ABC and the ABC-led Coalition Democratic Workplace released statements opposing the bill.

The Fast Labor Contracts Act is a part of Sen. Josh Hawley’s Pro-Worker Framework for the 119th Congress, a labor policy legislative framework that includes sections of the ABC-opposed Protecting the Right to Organize Act and Warehouse Worker Protection Act, including language on ambush elections and banning so-called captive audience meetings. ABC opposes this framework, joining with 42 other members of the Coalition for a Democratic Workplace in a letter and with the Coalition for Workplace Safety in a second letter urging the U.S. Senate to reject it. 

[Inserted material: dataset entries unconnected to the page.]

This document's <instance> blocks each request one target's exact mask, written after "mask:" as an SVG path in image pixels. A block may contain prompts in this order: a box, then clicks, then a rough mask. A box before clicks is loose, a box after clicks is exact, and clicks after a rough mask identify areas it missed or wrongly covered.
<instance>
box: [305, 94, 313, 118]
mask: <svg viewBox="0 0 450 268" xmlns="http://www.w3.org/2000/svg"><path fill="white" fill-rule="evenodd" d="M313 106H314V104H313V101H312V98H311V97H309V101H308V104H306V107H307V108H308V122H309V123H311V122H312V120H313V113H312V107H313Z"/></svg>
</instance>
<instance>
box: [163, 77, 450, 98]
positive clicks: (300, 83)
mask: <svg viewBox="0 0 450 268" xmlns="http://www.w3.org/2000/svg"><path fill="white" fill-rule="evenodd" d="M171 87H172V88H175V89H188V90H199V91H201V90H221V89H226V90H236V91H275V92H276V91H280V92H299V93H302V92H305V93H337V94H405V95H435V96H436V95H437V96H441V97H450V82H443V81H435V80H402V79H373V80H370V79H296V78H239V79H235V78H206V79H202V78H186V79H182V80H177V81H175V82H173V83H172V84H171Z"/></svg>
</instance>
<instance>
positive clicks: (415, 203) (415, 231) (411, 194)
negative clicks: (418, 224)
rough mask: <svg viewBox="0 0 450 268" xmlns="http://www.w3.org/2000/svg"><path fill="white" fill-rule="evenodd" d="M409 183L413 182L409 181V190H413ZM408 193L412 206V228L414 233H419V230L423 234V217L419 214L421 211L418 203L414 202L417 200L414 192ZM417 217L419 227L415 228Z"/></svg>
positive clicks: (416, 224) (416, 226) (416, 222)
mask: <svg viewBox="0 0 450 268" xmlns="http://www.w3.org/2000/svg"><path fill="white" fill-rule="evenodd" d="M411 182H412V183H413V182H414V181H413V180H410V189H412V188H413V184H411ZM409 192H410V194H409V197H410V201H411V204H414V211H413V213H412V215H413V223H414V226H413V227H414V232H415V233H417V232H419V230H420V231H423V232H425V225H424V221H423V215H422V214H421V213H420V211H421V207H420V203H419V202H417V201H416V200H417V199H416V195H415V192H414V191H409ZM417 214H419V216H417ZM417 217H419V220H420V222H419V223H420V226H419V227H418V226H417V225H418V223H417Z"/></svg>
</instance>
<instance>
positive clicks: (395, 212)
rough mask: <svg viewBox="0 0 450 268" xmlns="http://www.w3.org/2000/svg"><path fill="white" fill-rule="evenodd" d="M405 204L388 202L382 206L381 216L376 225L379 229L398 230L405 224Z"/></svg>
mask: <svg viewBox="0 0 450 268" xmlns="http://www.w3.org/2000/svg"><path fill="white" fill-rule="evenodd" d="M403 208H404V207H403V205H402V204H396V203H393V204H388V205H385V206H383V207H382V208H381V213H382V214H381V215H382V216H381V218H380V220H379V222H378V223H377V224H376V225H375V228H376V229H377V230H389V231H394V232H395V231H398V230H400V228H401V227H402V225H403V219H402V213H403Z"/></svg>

ABC believes that the Faster Labor Contracts Act, which will lead to the federal government controlling private sector contracts, is the worst provision of the framework. The bill would require employers to finalize negotiations with newly elected unions or face “binding interest arbitration of first contracts.” In practice, this means that a federal government bureaucrat will dictate exactly what is included in the first contract. Wages, benefits, safety procedures, paid time-off questions and every other aspect of workplace policy for a newly organized workplace will be imposed by the federal government’s designee. This government edict “shall be binding upon the parties for a period of two years.”

This legislation, which was previously included in both the ABC-opposed PRO Act and Employee Free Choice Act, would violate the U.S. Constitution. Mandatory arbitration would deprive both employers and employees of property rights without the requisite due-process safeguards. The arbitrator could force an employer already working on thin profit margins to spend thousands of dollars to overhaul their facilities, change subcontractors or alter promotion policies without any judicial oversight. Similarly, the arbitrator could cut the wages of employees without any consideration of legal fairness. Simply put, this bill could mandate a lose-lose contract on both the employer and the employees.